ACCESS House student Matt Runde shakes hands with De Soto USD 232 technology worker Aaron Pflughoft at the ACCESS House open house on Wednesday, Sept. 28. Runde, a new student at ACCESS House, was in charge of showing visitors the conference room and explaining what it is used for.

ACCESS House student Matt Runde shakes hands with De Soto USD 232 technology worker Aaron Pflughoft at the ACCESS House open house on Wednesday, Sept. 28. Runde, a new student at ACCESS House, was in charge of showing visitors the conference room and explaining what it is used for. by Laura Herring

De Soto USD 232's ACCESS House program, which teaches students 18-21 life skills for independent living and community integration, is now in its second year and has grown considerably.

"We have 10 students this year, up from seven last year," said district Transition Specialist Belinda De Schrijver. "Ten students doesn't sound like that many but really it's a 30 percent increase and we're somewhat maxed out with the space we have."
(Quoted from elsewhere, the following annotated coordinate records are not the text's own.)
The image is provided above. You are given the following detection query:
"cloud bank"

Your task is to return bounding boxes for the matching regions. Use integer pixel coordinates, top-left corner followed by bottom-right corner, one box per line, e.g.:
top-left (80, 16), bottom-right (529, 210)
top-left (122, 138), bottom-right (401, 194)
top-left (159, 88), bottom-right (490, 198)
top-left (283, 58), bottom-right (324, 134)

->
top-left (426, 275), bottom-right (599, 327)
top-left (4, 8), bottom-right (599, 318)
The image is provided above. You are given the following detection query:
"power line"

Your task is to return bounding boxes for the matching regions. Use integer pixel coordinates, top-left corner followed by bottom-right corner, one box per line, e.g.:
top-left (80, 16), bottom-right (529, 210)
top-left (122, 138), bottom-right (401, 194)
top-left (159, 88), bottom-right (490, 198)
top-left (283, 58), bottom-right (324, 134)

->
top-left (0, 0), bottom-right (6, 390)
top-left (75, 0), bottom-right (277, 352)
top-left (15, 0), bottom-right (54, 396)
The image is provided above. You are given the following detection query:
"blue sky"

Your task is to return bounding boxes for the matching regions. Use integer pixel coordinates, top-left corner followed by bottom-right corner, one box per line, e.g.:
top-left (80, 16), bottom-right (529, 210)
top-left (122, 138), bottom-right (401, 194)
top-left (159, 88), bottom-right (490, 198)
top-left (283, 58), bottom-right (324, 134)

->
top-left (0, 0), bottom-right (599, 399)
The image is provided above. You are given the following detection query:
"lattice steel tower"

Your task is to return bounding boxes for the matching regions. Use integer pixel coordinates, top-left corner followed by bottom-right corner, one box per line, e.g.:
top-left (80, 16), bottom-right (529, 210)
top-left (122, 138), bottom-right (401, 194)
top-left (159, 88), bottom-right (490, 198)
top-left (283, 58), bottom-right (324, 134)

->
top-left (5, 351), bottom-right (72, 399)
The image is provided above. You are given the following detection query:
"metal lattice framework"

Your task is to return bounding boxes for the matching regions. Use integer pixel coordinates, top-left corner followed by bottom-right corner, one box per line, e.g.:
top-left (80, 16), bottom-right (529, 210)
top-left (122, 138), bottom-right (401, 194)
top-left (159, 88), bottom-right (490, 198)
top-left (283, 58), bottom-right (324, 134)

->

Despite the minor space crunch, things are running smoothly at the ACCESS House, especially compared to the chaos of last year.

"Things are hectic with so many students but in a good way," said De Schrijver. "We're settled in our building now and in the community and that's been a huge help."

Each student at ACCESS House has a job in the community to help him or her build life and employment skills. Some of these partners include the De Soto branch of the Johnson County Library, Hillside Village and Midnight Farm in Eudora.

New student Matt Runde sorts books and DVDs at the library once a week.

"I have fun at the library," Runde said. "I get to look at the cool books and movies while I sort them."

Students also operate their own small business, making and selling dog treats. De Schrijver hopes to add another business in the next year or two, funded by the profits of the treat business.

"The dog treat business is doing really well, it's grown so much since last year and we've really retained our client base," she said.

Four students will be aging out of the program this year. Michael Pierce, TyAaron Wilson, Justin Schmitt and Kelly Evans will all be graduating in the spring.

"It will be a sad good-bye but I think we've taught them what they need to know and they'll continue to be supported by their families," said De Schrijver.